Although the proposed approach obtains desirable prediction results, some limitations should be addressed in the future.
- (1)
The dataset is relatively small and unbalanced. The prediction performance of ML algorithms is heavily affected by the number and quality of dataset. Generally, if the dataset is small, the generalization and reliability of model would be influenced. Although GBDT, XGBoost, and LightGBM algorithms work well with small datasets, the prediction performances could be better on a larger dataset. In addition, the dataset is unbalanced, particularly for samples with instable level. Compared with other levels, the prediction performance for the instable level is not good. This illustrates the adverse effects of imbalanced data on results. Therefore, it is meaningful to establish a larger and more balanced pillar stability database.
- (2)
Other indicators may also have influences on the prediction results. Pillar stability is affected by numerous factors, including the inherent characteristics and external environments. Although the five indictors adopted in this study can describe the necessary conditions of pillar stability to some extent, some other indicators may also have effects on pillar stability, such as joints, underground water, and blasting disturbance. Theoretically, the joints and underground water can affect the pillar strength, and blasting disturbance can be deemed as a dynamic stress on the pillar. Accordingly, it is significant to analyze the influences of these indicators on the prediction results.
7. Conclusions
To ensure mining safety, pillar stability prediction is a crucial task in underground hard rock mines. This study investigated the performance of GBDT, XGBoost, and LightGBM algorithms for pillar stability prediction. The prediction models were constructed based on training set (165 cases) after their hyperparameters were tuned using the five-fold CV method. The test set (71 cases) were adopted to validate the feasibility of trained models. Overall, the performances of GBDT, XGBoost, and LightGBM were acceptable, and their prediction accuracies were 0.8310, 0.8310, and 0.8169, respectively. By comprehensively analyzing the accuracy and macro average of precision, recall and F1, the rank of overall prediction performance was GBDT > XGBoost > LightGBM. According to the precision, recall and F1 of each stability level, the prediction performance for stable and failed levels was better than that for instable level. Based on the importance scores of indicators from these three algorithms, the average pillar stress and ratio of pillar width to pillar height were the most influential indicators on the prediction results. Compared with the safety factor approach and other ML algorithms (RF, AdaBoost, LR, GNB, GP, DT, MLPNN, SVM, and KNN), the performances of GBDT, XGBoost, and LightGBM were better, which further verified that they were reliable and effective for the pillar stability prediction.

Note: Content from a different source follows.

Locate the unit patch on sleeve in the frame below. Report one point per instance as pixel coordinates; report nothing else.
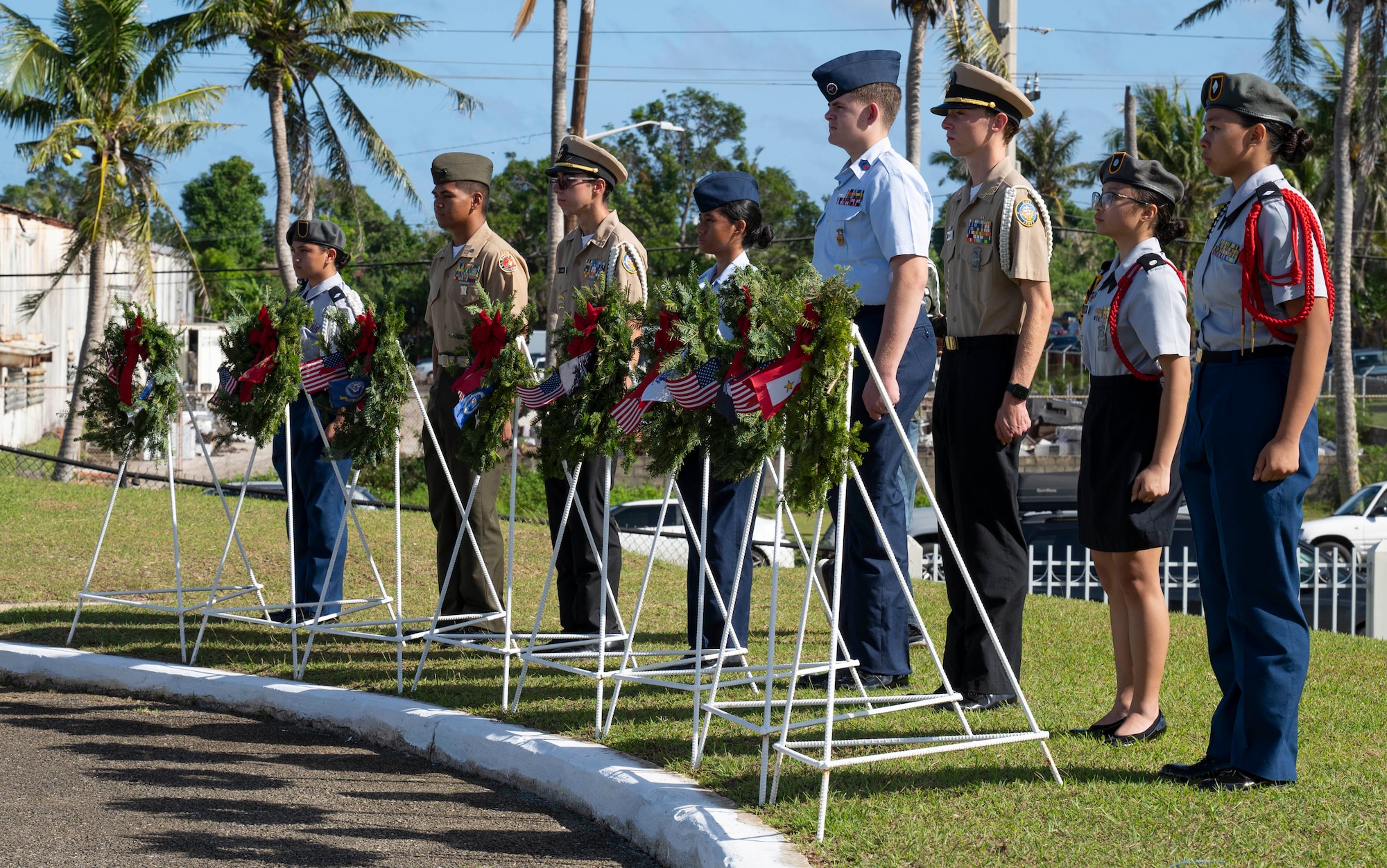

In the future, a larger and more balanced pillar stability database can be established to further illustrate the adequacy of these algorithms for the prediction of stable, instable, and failed pillar levels. The influences of other indicators on the prediction results are essential to be analyzed. The methodology can also be applied in other fields, such as the risk prediction of landslide, debris flow, and rockburst.